Life Extension Magazine®
Man working out following Chris Mohr’s health recommendations

Issue: Oct 2019

Mohr Results

Celebrated nutrition and fitness expert Chris Mohr, PhD, RD, stresses exercise, a Mediterranean diet, and blood tests to know what’s going on inside your body, for overall fitness as you age.

By Laurie Mathena.

Chris Mohr
Chris Mohr

Dr. Christopher Mohr has spoken on health, nutrition, and fitness at the White House and the Central Intelligence Agency, to major corporations like Under Armour® and Deloitte, and on television programs like The Talk.

He’s also worked as the consulting sports nutritionist for the National Football League’s Cincinnati Bengals.

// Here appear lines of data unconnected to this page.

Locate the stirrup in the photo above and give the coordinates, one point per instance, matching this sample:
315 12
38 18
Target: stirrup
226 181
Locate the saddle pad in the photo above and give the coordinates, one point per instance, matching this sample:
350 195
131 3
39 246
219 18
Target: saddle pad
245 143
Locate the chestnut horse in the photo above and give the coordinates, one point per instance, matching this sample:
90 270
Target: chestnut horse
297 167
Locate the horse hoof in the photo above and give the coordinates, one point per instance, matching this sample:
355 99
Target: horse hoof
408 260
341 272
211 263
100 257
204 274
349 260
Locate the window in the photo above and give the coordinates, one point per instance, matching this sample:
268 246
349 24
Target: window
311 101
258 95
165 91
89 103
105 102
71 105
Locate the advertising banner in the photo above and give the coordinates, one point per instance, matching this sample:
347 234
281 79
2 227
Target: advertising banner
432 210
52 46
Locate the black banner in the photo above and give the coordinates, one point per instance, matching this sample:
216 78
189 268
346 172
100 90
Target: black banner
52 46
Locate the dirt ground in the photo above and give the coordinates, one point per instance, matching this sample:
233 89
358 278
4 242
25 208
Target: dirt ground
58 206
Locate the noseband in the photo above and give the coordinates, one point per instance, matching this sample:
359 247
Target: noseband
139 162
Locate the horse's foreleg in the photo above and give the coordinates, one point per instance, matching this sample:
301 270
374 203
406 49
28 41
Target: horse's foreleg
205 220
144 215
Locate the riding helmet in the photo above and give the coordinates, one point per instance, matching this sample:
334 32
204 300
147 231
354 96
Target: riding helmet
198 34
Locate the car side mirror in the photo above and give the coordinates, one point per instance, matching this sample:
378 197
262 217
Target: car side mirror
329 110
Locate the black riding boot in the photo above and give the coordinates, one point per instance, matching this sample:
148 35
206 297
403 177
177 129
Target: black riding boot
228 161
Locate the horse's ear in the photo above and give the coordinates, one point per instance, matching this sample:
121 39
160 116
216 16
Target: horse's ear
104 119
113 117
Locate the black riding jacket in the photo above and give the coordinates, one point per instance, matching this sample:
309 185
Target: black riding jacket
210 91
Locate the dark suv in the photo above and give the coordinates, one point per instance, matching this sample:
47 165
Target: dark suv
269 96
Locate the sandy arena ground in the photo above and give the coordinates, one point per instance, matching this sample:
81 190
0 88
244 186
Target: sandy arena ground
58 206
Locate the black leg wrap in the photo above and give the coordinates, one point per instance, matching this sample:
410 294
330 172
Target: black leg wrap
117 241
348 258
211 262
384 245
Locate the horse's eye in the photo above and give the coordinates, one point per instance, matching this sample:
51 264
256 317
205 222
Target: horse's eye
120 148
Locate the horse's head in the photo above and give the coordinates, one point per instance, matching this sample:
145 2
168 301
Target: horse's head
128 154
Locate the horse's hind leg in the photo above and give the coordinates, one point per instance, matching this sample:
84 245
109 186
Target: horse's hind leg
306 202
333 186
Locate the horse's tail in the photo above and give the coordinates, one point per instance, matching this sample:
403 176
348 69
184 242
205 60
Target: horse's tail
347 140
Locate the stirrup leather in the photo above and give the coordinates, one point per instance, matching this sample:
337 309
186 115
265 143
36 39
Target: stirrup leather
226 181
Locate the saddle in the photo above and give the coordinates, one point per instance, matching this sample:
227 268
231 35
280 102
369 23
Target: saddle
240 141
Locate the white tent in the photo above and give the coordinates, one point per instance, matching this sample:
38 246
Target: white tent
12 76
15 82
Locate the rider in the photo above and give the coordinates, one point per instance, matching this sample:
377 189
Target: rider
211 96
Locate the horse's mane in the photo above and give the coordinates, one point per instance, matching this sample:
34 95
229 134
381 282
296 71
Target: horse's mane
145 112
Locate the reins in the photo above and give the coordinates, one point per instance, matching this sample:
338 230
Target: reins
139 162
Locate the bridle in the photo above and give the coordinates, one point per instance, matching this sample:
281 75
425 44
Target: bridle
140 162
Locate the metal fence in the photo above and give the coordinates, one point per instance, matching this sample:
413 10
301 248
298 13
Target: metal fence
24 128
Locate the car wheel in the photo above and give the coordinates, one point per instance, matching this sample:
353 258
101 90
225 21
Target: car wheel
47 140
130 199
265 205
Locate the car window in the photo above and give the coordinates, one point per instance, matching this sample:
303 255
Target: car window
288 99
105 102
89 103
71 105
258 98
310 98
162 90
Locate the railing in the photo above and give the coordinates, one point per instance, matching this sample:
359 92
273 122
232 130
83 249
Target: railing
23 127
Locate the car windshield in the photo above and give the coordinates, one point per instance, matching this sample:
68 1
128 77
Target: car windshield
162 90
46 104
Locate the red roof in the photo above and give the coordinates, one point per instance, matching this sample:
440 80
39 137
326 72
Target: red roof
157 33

But despite the wide range of audiences, Mohr says that most people need the same overall message when it comes to improving their health. And he is passionate about bringing that message to aging individuals—not just to help them live longer—but to help them enjoy every minute of their longevity.

In the process, Mohr has built his passion for helping people into a wellness empire, with a message that has reached tens of thousands of individuals from all walks of life, in nearly 50 states and in more than 10 countries around the world.

Transforming Lives

Long before he started helping people transform their lives, Mohr went through his own transformation. As a boy in middle school, Mohr loved playing football. But by the time he reached eighth grade, he was over the weight limit to play, and he had a decision to make: lose weight or don’t play.

It was an easy decision for Mohr.

“The process of losing 20 pounds got me interested in fitness and nutrition,” said Mohr. “I started reading fitness magazines. And when it came time to apply for college, the only thing I was interested in was nutrition.”

That initial interest has shaped Mohr’s career. He went on to get a Master of Science in Nutrition from the University of Massachusetts, and a PhD in Exercise Physiology from the University of Pittsburgh.

Early in his career, Mohr wrote a column for Men’s Fitness Magazine, he also wrote for Discovery Health’s medical TV program, and currently he is on the Men’s Health Advisory Board.

But it wasn’t until he met his wife that their business, Mohr Results, really took off.

Named one of the top weight loss doctors in the country by Prevention Magazine, Dr. Kara Mohr also earned a PhD in Exercise Physiology from the University of Pittsburgh. She was a professor, teaching at the University of Louisville, before leaving to join forces with Chris.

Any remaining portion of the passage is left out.